La contextualisation, notion plutôt protestante, marquée par Barth, insistera plus sur la dimension critique des écritures vis-à-vis de nos vies et de nos systèmes. L'inculturation, notion plutôt catholique, marquée par l'idéal éducatif de certains ordres monastiques (dont les Jésuites), insistera plus sur l'ancrage de l’Évangile dans la vie concrète et la compréhension de soi et du monde. Formulé de façon plus concrète, la problématique de ces deux démarches est la suivante : comment rendre le texte biblique et le témoignage des chrétiens assez proches culturellement et assez concrets pour qu’ils parlent aux gens, tout en les gardant assez « autre », assez étranges et assez « étrangers » pour qu’ils gardent leur force d’interpellation, de questionnement, qu’ils continuent à remettre en cause les préjugés, les réflexes culturels et les « on a toujours fait comme ça » qui peuvent être des contre-témoignages.

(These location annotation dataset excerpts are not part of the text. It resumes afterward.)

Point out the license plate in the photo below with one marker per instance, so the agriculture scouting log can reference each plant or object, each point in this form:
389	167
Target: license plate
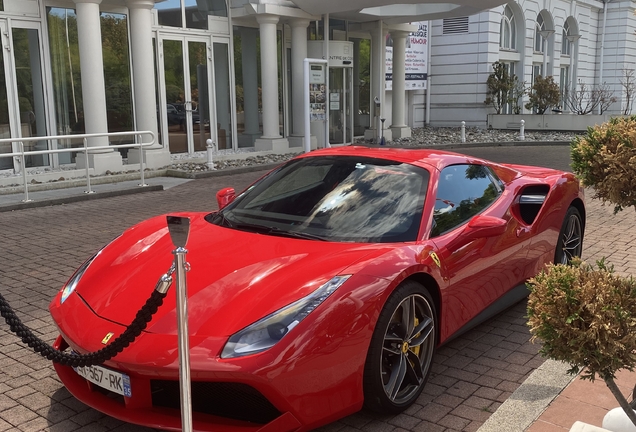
116	382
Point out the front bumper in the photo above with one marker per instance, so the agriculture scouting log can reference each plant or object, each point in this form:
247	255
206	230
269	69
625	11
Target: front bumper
216	406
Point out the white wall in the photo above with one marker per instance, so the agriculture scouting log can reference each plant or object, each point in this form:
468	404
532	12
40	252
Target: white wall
461	63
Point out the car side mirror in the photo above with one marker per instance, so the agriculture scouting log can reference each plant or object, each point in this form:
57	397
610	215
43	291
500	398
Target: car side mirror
225	196
485	226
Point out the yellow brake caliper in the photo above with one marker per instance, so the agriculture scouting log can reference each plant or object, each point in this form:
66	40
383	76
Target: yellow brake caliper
416	350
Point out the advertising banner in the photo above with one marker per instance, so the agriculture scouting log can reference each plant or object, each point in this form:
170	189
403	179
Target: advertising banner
415	67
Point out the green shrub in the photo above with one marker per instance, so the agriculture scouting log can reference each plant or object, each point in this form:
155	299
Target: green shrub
605	158
585	317
544	93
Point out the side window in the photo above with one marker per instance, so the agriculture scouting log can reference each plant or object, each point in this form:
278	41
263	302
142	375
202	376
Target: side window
462	192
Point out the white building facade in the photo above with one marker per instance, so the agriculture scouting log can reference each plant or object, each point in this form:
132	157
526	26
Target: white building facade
563	38
197	70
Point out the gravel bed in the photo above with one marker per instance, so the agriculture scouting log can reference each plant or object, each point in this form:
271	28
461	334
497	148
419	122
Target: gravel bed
426	136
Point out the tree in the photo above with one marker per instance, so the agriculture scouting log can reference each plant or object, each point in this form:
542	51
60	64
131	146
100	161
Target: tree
499	84
587	318
583	100
628	81
516	93
604	159
544	93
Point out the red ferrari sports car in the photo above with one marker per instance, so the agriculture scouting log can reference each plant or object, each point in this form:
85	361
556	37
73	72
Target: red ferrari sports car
323	288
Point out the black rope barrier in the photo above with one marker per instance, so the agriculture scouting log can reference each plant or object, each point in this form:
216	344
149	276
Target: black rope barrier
143	317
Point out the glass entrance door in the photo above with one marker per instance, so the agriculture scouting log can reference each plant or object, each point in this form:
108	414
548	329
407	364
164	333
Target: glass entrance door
22	101
186	109
339	105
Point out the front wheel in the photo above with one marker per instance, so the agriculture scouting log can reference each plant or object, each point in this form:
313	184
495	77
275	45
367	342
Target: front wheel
570	243
401	350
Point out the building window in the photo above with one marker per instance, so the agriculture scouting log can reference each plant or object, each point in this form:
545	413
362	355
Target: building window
173	13
538	39
247	77
457	25
537	70
67	79
507	30
566	47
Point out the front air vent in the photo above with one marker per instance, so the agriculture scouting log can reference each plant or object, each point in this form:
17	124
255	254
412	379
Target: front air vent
457	25
224	399
530	202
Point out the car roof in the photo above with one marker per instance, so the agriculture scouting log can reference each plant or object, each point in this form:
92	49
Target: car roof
434	158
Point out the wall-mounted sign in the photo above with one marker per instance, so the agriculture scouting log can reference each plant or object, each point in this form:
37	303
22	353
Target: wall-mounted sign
415	64
317	93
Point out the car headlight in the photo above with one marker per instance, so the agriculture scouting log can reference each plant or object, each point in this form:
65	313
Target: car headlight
74	280
266	332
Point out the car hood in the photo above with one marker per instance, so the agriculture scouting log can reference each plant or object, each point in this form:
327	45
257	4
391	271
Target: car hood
235	277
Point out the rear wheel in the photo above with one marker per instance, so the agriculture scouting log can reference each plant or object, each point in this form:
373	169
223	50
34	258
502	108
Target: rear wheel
570	243
401	351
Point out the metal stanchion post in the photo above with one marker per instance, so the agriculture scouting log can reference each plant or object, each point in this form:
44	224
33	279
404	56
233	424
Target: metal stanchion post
211	148
88	176
141	160
23	162
179	228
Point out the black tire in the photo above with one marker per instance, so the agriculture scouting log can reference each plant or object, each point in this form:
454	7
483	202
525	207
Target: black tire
570	243
401	351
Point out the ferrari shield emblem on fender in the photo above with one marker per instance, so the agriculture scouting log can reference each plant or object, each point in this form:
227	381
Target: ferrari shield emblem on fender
107	338
436	259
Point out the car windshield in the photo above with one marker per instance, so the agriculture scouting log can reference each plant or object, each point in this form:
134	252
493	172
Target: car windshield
333	198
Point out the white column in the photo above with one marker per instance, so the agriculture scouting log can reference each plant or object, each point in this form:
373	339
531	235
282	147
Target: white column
378	79
299	54
271	139
399	128
250	88
143	77
93	89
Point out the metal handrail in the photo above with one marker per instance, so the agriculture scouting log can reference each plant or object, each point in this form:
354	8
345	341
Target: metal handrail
86	150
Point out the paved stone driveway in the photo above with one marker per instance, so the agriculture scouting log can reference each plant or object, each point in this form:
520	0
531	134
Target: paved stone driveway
40	248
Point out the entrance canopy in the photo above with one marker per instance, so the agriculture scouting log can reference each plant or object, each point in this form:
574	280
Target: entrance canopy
395	12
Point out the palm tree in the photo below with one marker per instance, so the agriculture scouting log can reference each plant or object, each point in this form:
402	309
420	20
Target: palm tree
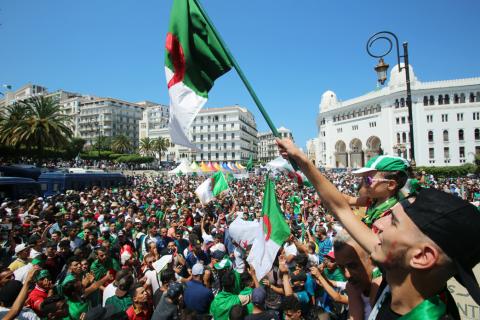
147	145
75	147
103	143
38	122
160	146
9	121
121	144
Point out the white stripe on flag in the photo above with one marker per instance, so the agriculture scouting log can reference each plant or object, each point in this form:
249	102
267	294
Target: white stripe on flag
184	107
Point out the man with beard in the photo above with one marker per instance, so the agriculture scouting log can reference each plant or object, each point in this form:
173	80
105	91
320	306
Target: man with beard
41	291
420	243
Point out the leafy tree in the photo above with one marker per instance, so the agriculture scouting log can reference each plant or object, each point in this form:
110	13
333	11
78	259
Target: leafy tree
36	122
121	144
103	143
75	147
147	146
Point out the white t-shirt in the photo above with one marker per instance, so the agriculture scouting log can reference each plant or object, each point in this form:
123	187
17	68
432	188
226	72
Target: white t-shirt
219	246
313	260
239	262
21	273
152	280
108	292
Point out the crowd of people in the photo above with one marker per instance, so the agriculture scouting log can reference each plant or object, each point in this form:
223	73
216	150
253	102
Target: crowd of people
359	248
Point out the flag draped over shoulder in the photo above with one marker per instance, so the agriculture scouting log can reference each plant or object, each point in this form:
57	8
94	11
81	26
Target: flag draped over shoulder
274	232
211	187
194	59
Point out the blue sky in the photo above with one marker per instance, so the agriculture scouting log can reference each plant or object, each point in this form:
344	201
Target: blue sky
291	51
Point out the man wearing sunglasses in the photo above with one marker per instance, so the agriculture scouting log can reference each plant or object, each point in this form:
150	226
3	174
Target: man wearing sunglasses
380	182
420	244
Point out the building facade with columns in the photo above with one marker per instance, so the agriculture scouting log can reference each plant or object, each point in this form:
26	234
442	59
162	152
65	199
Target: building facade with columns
267	148
446	122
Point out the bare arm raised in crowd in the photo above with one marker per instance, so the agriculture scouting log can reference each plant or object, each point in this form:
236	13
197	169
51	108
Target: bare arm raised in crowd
330	196
22	296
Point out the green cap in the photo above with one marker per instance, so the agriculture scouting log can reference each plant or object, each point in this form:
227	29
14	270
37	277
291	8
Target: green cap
384	163
225	263
70	277
42	274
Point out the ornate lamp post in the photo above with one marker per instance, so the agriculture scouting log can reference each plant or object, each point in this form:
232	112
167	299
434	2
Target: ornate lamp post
381	69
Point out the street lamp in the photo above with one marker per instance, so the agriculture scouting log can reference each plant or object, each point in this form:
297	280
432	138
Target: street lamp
381	69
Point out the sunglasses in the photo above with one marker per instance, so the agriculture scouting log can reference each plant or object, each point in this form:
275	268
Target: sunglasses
368	181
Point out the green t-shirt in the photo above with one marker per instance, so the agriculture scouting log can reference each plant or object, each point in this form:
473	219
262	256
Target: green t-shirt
222	303
120	303
76	308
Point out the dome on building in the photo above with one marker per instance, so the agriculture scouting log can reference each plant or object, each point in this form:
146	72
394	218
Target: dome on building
397	78
329	101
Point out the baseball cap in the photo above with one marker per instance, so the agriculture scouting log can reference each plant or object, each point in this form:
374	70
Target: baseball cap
225	263
384	163
197	269
42	274
218	254
453	224
331	255
175	289
20	247
258	296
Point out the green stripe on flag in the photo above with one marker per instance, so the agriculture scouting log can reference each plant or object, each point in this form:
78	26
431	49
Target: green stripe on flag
199	55
275	226
219	183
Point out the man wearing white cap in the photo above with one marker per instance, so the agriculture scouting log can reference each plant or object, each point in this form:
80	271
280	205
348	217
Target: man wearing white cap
22	251
196	296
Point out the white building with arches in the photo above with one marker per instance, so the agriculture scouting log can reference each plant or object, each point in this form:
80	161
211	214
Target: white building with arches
446	121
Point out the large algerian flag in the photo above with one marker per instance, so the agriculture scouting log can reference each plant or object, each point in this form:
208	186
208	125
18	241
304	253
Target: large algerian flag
212	187
275	233
194	59
250	163
284	166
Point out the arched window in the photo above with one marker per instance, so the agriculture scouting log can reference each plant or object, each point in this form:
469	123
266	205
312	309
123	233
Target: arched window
456	98
445	135
430	136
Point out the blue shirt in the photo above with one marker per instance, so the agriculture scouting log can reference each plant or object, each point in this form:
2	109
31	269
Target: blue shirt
197	297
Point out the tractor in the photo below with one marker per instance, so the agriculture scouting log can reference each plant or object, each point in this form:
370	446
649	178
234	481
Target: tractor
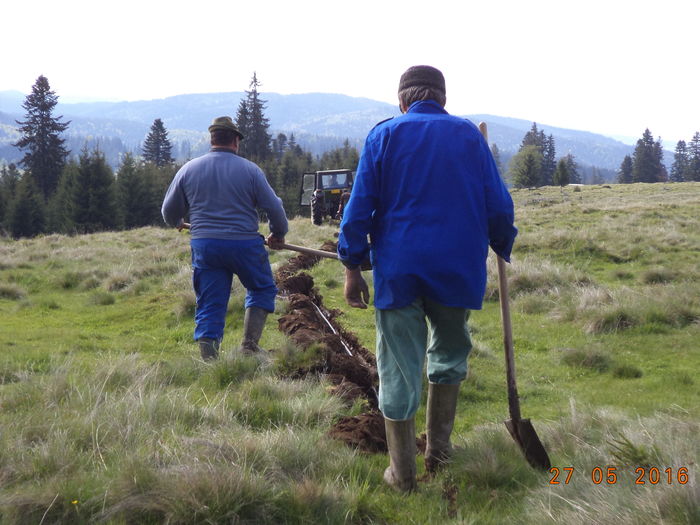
326	192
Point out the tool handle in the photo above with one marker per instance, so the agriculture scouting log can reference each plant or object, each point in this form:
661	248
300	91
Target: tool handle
293	247
513	400
310	251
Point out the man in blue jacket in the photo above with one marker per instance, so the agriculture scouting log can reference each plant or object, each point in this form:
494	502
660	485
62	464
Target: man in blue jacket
221	192
429	195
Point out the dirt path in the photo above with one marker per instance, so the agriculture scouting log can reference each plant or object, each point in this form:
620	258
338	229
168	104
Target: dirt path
348	365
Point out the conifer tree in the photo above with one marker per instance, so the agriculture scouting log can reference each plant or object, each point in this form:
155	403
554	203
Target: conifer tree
647	160
693	172
534	137
624	174
45	153
27	216
545	146
157	147
526	167
136	193
93	199
549	161
496	153
572	168
680	165
60	206
251	121
561	174
9	178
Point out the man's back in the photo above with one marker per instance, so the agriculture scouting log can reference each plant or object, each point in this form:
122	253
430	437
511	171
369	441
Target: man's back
222	191
433	187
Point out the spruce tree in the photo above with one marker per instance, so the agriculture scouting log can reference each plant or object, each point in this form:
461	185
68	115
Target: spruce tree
496	153
647	160
136	193
693	172
681	162
93	199
526	167
572	168
549	161
45	153
157	147
251	121
60	206
545	146
534	137
561	174
9	178
27	216
624	174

(c) Peter Williams pour le COE
La contextualisation n'est pas une démarche qui ne concernerait que les "jeunes Églises". Nous en avons bien besoin en Europe aussi. Mais ce qui rend la contextualisation difficile, c’est que pour être menée sérieusement, elle nécessite une approche de plus en plus personnalisée à mesure que le pluralisme progresse. Car ce qui est une forme de témoignage dans mon histoire de vie personnelle peut ne pas être pertinent du tout pour mon voisin. Et m’oblige donc à l’écouter d’abord avant de parler… peut-être même à me taire si je m’aperçois que mes propos pourraient retentir comme un jugement contre lui…Et lui présenter, en une autre occasion, une personne de foi dont l'expérience sera plus proche de la sienne que la mienne.

Le post-modernisme amène à accepter qu’une « culture » donnée est en fait une multitude de sous-cultures qui se croisent, dialoguent entre elles, dans la société et même dans la vie des gens, qui peuvent appartenir à plusieurs groupes portés par des logiques, des narrations, des compréhensions de la vie, une praxis, une histoire et un rapport au monde très différents… et que leur propre expérience les amènera suivant les moments à privilégier les uns ou les autres.

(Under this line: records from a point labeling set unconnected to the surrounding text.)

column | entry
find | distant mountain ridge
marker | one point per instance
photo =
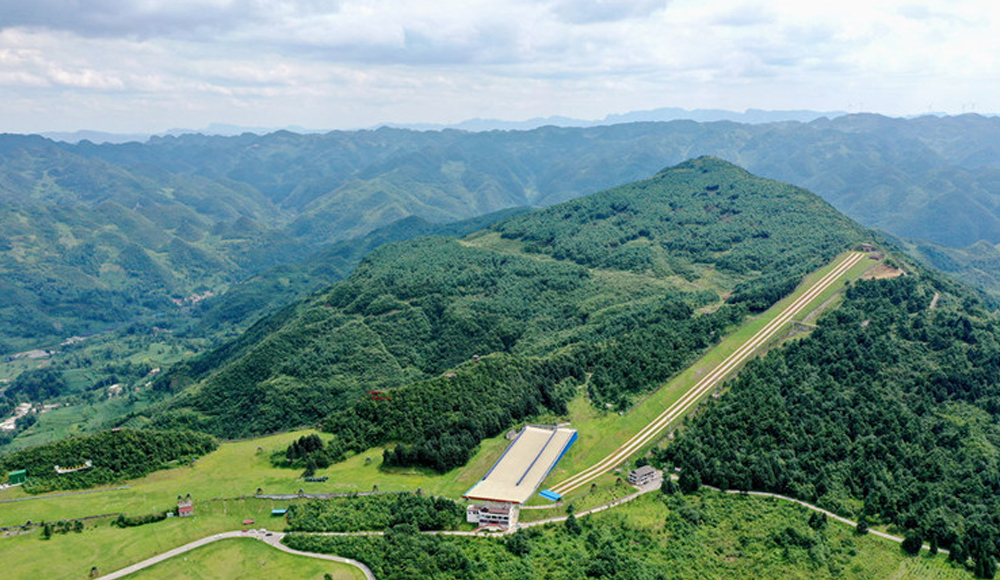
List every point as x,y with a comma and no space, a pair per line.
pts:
123,230
578,285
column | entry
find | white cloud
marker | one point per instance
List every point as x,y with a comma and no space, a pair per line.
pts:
152,64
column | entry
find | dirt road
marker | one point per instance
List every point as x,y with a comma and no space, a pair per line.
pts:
711,379
274,539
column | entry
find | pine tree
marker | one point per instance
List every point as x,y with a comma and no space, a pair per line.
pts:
573,526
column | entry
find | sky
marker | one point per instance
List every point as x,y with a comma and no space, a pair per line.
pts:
152,65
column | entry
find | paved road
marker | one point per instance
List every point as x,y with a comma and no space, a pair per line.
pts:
710,380
274,540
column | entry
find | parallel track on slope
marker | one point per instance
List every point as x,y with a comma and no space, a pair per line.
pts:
710,380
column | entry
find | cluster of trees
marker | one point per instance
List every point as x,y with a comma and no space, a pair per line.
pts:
309,452
438,423
124,521
61,527
115,456
413,310
35,385
703,211
887,411
375,512
655,538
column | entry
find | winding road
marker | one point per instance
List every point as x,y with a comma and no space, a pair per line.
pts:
272,538
710,380
642,438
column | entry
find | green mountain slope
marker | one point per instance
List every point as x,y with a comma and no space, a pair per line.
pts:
608,285
210,211
887,412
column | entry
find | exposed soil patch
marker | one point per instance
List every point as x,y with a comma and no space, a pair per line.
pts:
883,272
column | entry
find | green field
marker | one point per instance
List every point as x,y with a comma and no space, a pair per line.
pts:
601,432
244,558
110,548
239,468
707,535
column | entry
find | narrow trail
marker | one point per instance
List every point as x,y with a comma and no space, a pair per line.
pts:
276,537
710,380
273,540
815,508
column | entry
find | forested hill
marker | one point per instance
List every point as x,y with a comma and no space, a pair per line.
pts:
609,284
96,235
887,413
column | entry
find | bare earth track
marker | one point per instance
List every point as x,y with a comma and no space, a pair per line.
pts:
710,380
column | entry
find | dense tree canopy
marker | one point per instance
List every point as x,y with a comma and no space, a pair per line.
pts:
888,410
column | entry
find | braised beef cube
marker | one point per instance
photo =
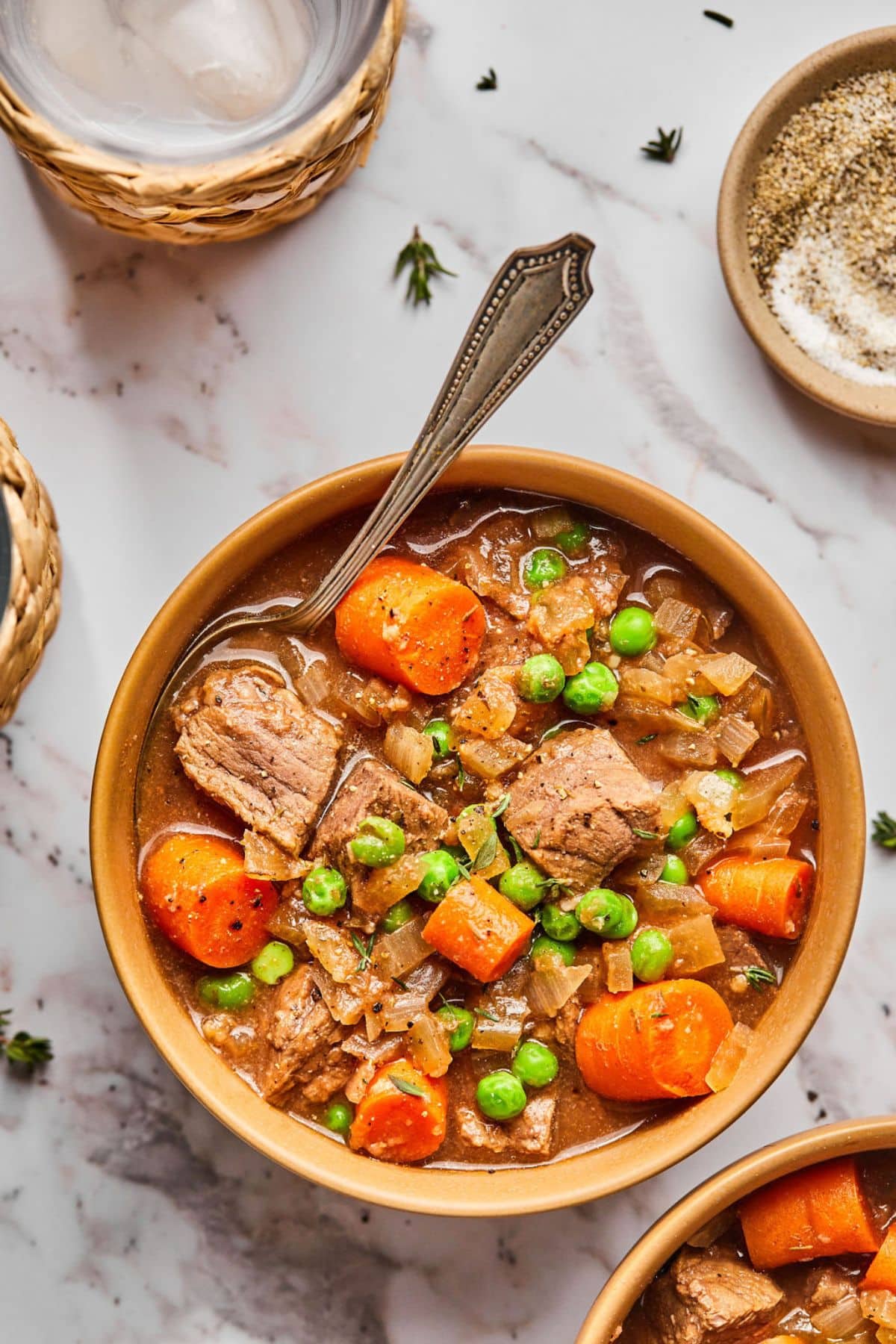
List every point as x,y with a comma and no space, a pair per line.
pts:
249,742
576,804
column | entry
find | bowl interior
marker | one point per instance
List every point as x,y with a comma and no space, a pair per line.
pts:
588,1174
714,1196
864,52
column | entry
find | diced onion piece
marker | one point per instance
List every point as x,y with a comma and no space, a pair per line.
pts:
410,752
382,887
548,991
729,1058
735,738
617,962
428,1043
492,759
695,945
396,953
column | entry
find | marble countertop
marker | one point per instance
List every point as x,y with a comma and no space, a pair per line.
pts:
166,394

On ne peut plus proposer une culture « intégrée » dans laquelle message de l’Évangile et pratique chrétienne serait proposés comme un blog uniforme, cohérent, une logique dans laquelle il faudrait décider d’entrer en une « conversion » évidente (le changement d’une compréhension de la vie cohérente à une autre, différente mais tout aussi cohérente). Cette proposition peut être pertinente pour certains, mais pas pour la majorité des gens.

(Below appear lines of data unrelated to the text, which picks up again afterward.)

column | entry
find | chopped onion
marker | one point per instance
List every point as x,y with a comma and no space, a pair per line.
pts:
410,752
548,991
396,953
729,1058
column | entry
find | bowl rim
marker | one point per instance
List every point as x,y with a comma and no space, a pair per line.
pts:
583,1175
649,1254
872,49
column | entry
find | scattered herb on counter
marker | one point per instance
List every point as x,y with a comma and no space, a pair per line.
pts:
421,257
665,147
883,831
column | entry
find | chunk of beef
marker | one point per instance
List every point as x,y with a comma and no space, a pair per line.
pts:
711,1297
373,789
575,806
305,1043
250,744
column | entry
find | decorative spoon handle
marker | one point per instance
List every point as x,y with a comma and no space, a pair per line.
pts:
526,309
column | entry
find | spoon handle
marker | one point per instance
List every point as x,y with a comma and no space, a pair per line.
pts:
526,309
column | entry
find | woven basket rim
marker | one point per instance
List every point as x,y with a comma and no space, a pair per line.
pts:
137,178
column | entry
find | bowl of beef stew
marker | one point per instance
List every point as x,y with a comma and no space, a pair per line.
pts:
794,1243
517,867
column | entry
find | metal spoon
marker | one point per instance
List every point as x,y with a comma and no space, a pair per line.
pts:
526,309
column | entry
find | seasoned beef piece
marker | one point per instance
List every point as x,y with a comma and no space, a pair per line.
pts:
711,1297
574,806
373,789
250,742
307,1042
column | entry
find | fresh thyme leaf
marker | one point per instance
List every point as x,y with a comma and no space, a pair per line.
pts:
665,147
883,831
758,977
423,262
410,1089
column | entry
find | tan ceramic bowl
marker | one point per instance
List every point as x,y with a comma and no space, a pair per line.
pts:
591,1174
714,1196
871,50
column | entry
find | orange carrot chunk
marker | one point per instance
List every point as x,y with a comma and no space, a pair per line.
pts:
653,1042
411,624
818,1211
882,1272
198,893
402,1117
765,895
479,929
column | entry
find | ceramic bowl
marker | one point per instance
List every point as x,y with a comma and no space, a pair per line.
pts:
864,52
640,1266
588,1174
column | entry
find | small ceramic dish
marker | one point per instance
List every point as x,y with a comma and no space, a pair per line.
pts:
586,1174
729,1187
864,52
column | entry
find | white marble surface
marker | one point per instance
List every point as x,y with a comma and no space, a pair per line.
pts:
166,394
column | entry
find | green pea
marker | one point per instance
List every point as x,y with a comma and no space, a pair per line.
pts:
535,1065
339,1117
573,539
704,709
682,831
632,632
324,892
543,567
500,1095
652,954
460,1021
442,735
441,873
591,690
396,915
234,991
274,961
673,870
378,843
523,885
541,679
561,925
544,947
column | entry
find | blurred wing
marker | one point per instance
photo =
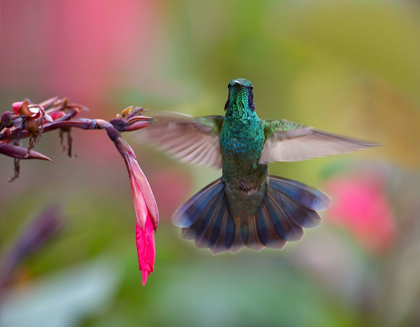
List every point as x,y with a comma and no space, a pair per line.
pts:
288,141
189,139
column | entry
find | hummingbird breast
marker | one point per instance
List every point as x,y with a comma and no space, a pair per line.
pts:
241,145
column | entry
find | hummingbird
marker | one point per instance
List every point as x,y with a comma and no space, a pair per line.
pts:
246,206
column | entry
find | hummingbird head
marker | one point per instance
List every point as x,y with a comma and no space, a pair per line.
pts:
240,93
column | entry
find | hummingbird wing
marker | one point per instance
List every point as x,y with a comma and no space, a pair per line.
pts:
288,141
189,139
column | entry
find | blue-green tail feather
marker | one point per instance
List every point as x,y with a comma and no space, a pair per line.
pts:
288,207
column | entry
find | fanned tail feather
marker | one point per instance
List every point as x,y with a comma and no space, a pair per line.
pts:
288,207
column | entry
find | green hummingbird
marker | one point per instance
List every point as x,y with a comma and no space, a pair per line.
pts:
246,206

Mais cela ne veut pas dire qu’il ne faille plus proposer la foi chrétienne comme une offre de vie « intégrée » qui cherche la cohérence entre ce que l’on croit, ce que l’on pense, ce que l’on fait et ce que l’on est ; simplement, cette intégration ne sera plus le fait d’un groupe en tant que tel, mais de l’individu, en dialogue avec les autres individus qui l’entourent. La personne n’est pas laissée seule dans ce processus, à moins qu’elle choisisse volontairement de ne pas dialoguer avec d’autres sur autre chose que la pluie et le beau temps... mais ses instances de dialogue en vue de l’élaboration de cohérence seront multiples, et le processus toujours à recommencer. Il en résulte un inconfort (la cohérence de notre vie n'est pas évidente, elle n'est pas forcément "logique"), mais aussi une grande force (souvent ancrée dans la confiance en Dieu qui nous donne notre cohérence ultime, elle est aussi basée sur des convictions et une compréhension de la vie qui correspondent vraiment à notre expérience personnelle, et elle peut évoluer avec nous).

Claire Sixt Gateuille

1 commentaire:

  1. Super article, qui rentre vraiment en résonance avec ma thèse sur la liturgie!